Boolean value. If ignore_ambiguous is true and the searched value is found in more than one record, then, silently fall back on returning the value of the first record. Obviously if ignore_ambiguous is true, then the value of "value_if_ambiguous" is ignored.

If option is not present, use "search_ignore_ambiguous" attribute of object (default value: 1).

Example:

        $csv->field_add_link('NAME', 'ID->LOGIN->DISPLAYNAME', 'logins.csv',
                { ignore_ambiguous => 1 });

Example with multiple options:

        $csv->field_add_link('NAME', 'ID->LOGIN->DISPLAYNAME', 'logins.csv',
                { value_if_not_found => '?', ignore_ambiguous => 1 });

Return value

Returns the object itself in case of success.
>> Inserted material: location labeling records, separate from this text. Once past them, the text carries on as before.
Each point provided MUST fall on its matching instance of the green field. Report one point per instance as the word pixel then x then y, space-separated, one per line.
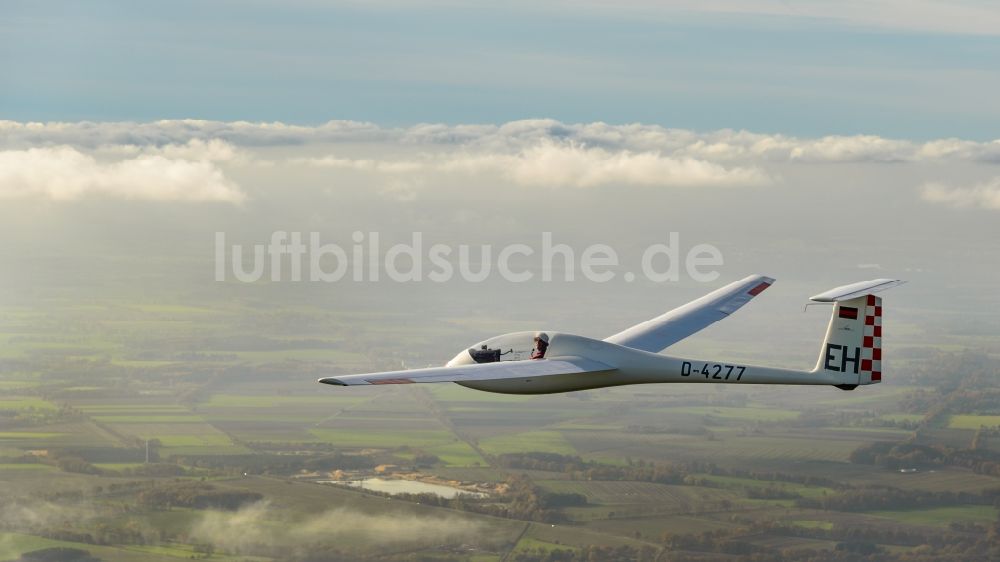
pixel 942 516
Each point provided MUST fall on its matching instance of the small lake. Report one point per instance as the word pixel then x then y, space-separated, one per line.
pixel 394 487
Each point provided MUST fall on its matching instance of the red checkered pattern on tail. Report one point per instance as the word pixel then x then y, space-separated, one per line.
pixel 871 348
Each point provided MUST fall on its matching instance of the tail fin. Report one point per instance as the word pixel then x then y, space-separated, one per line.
pixel 852 350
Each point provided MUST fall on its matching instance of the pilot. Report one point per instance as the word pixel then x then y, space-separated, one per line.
pixel 541 344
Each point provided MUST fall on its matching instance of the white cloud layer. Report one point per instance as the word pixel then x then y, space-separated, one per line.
pixel 723 145
pixel 984 195
pixel 551 164
pixel 184 160
pixel 64 173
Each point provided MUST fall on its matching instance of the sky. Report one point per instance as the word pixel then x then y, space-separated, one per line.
pixel 902 69
pixel 817 142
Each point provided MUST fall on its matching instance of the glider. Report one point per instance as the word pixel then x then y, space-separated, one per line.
pixel 543 362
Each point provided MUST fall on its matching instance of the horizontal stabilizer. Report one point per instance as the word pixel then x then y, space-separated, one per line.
pixel 854 290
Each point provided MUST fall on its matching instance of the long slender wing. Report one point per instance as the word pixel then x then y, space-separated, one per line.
pixel 476 372
pixel 667 329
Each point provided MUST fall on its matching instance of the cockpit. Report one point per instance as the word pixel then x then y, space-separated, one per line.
pixel 518 346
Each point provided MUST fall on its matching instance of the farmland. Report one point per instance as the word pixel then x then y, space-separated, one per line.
pixel 234 415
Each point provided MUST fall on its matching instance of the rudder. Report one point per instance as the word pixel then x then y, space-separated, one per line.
pixel 852 349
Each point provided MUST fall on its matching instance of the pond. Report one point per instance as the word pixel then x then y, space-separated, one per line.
pixel 394 487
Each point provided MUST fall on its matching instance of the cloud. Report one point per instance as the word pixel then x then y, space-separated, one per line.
pixel 554 164
pixel 723 146
pixel 63 173
pixel 984 195
pixel 262 524
pixel 551 164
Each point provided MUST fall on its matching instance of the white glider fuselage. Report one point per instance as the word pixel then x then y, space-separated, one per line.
pixel 625 366
pixel 548 362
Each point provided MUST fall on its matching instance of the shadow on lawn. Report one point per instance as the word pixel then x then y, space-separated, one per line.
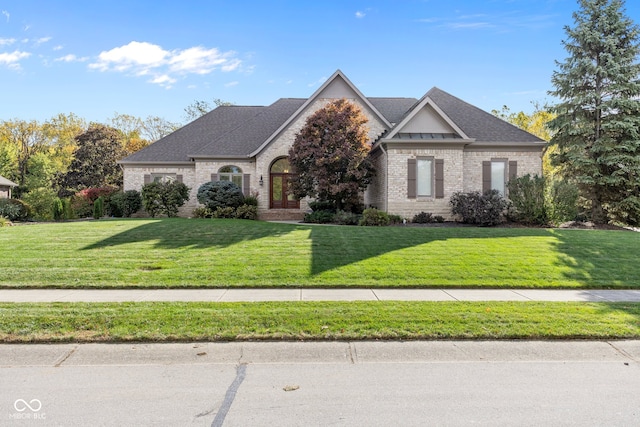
pixel 331 247
pixel 599 258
Returns undef if error.

Example of field_add_link usage:

        my $nom_compose = 0;
        my $zip_not_found = 0;
        Text::AutoCSV->new(in_file => 'pers.csv', walker_hr => \&walk)
                ->field_add_link('MYCITY', 'ZIP->ZIPCODE->CITY', 'zips.csv')->read();
        sub walk {
                my $hr = shift;
                $nom_compose++ if $hr->{'NAME'} =~ m/[- ]/;
                $zip_not_found++ unless defined($hr->{'MYCITY'});
        }
        print("Number of persons with a multi-part name: $nom_compose\n");
        print("Number of persons with unknown zipcode: $zip_not_found\n");
        $csv->links($prefix, $chain, $linked_file, \%opts);

$prefix is the name to add to joined fields

$chain is the JOINCHAIN of the link, that is: 'LOCAL->REMOTE' where:

LOCAL is the field name to read the value from.

REMOTE is the linked field to find the value in. This field belongs to $linked_file.
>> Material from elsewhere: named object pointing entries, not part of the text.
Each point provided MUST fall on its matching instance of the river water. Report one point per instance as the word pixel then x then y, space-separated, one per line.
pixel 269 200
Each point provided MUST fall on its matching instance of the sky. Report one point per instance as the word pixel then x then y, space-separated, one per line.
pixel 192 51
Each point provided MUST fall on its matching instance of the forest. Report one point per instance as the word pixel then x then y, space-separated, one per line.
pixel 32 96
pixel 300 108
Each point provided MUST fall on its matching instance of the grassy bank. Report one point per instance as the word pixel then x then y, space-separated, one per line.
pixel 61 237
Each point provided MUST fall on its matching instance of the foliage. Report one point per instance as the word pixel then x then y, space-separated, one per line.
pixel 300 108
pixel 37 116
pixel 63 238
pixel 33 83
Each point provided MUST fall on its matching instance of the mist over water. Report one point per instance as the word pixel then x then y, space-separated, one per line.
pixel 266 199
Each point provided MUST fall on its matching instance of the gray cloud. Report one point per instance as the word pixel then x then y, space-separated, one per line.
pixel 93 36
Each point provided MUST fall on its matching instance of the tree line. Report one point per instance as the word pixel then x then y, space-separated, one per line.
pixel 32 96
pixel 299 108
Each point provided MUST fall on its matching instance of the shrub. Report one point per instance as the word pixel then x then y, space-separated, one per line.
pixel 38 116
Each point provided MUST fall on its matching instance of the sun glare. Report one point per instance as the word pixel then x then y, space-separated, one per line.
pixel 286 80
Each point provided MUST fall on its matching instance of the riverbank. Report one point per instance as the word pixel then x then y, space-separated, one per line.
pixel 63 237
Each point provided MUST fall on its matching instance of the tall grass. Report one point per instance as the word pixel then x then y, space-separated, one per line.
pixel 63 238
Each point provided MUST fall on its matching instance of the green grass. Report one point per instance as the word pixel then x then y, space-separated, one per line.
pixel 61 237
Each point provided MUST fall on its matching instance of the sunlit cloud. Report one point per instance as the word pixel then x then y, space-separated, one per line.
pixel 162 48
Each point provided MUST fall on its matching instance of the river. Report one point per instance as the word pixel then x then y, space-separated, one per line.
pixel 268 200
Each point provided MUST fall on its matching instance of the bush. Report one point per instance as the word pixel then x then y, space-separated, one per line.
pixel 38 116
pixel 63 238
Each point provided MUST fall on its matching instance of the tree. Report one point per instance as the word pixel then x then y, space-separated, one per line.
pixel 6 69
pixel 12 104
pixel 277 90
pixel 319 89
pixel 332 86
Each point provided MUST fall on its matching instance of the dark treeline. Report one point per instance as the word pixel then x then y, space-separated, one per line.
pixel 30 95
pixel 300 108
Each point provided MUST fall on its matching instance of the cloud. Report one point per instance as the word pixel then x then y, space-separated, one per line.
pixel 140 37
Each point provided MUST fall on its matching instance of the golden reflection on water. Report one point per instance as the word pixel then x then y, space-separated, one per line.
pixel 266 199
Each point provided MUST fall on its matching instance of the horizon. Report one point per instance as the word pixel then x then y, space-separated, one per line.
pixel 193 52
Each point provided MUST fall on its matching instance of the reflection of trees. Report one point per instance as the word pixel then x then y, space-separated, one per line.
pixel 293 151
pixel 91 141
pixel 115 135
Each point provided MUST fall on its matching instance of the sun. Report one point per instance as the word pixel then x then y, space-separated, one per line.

As opposed to "field_add_link", there is no PICK part, as all fields of target are read.

As opposed to Text::AutoCSV habits of croaking whenever a field name is duplicate, here, the duplicates are resolved by appending _2 to the joined field name if it already exists. If _2 already exists, too, then _3 is appended instead, and so on, until a non-duplicate is found. This mechanism is executed given the difficulty to control all field names when joining CSVs.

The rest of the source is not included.